Her 15-year-old daughter translated "catorce meses" -- 14 months -- when the family must return to an immigration courtroom in downtown Chicago. The girl then asked her mother, on behalf of a reporter, for a reaction.
» Click to enlarge image Maria Carrillo leaves an immigration hearing where she was granted a temporary reprieve. (Brian Jackson/Sun-Times)
Carrillo, 46, a short woman with graying hair, turned from her daughter, her husband, Cirilo, and her attorney, put her chin to her chest, a tissue to her eyes, and wept softly.
Her battle with immigration is really a fight for her life, said her daughter, Maria Elizabeth.
If the Carrillos stay in Jeffersonville, Ind., across the Ohio River from Louisville, Ky., the matriarch can continue receiving chemotherapy and other medical attention at a university hospital where the family has worked out a payment plan.
If she returns to Mexico, she likely won't be able to afford health care and could die within six months, her family believes.
"We just want more time for my mom, that's all," Maria Elizabeth said before Tuesday's hearing in an immigration courtroom on the 19th floor of 55 E. Monroe. Her mother has been given two years to live.
The family came to the United States illegally in 2001, knowing it was a risk.
In 2003, immigration authorities came knocking after the couple's two oldest sons were snagged in a fraudulent document scheme investigated by Immigration and Customs Enforcement.
The sons were deported and now the rest of the family, including mother and daughter, two other children and the father, Cirilo, are in the final stages of fighting to remain in this country.
In a last-ditch effort, the Carrillos' attorney, Julianne M. O'Grady, filed asylum papers in immigration court Tuesday. She acknowledged to Judge Jennie L. Giambastiani that proving the family would suffer some type of persecution would be tough, but the family was ready to fight. The next hearing was set for November 2008.
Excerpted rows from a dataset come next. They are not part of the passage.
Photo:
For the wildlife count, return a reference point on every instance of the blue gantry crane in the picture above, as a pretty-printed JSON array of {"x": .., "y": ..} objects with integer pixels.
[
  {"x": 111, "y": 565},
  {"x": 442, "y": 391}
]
"We bought ourselves 14 months," O'Grady said outside the courtroom. She reiterated what she said last spring, wishing the government would simply close the case for humanitarian reasons.
"If this isn't a good humanitarian case, what is?" she said.
Rick Bieseda, Illinois state director of the Minuteman Project, said he is sympathetic to the woman's plight.
"But we have to remember these people came here illegally," he said. "I feel bad for the lady, but we have to remember she came here illegally. Illegal aliens aren't entitled to benefits that are meant for American citizens."
Huh? This is the USA, where EVIL private healthcare screws the working poor."
If she returns to Mexico, she likely won't be able to afford health care and could die within six months, her family believes.
These is some lying going on here.
If they have enough money to work out a payment plan with a US hospital, then they have enough money to pay for health care in Mexico where costs are often 10-20% of US prices for the same service.
Directly or indirectly, they are receiving a subsidy from the taxpayers.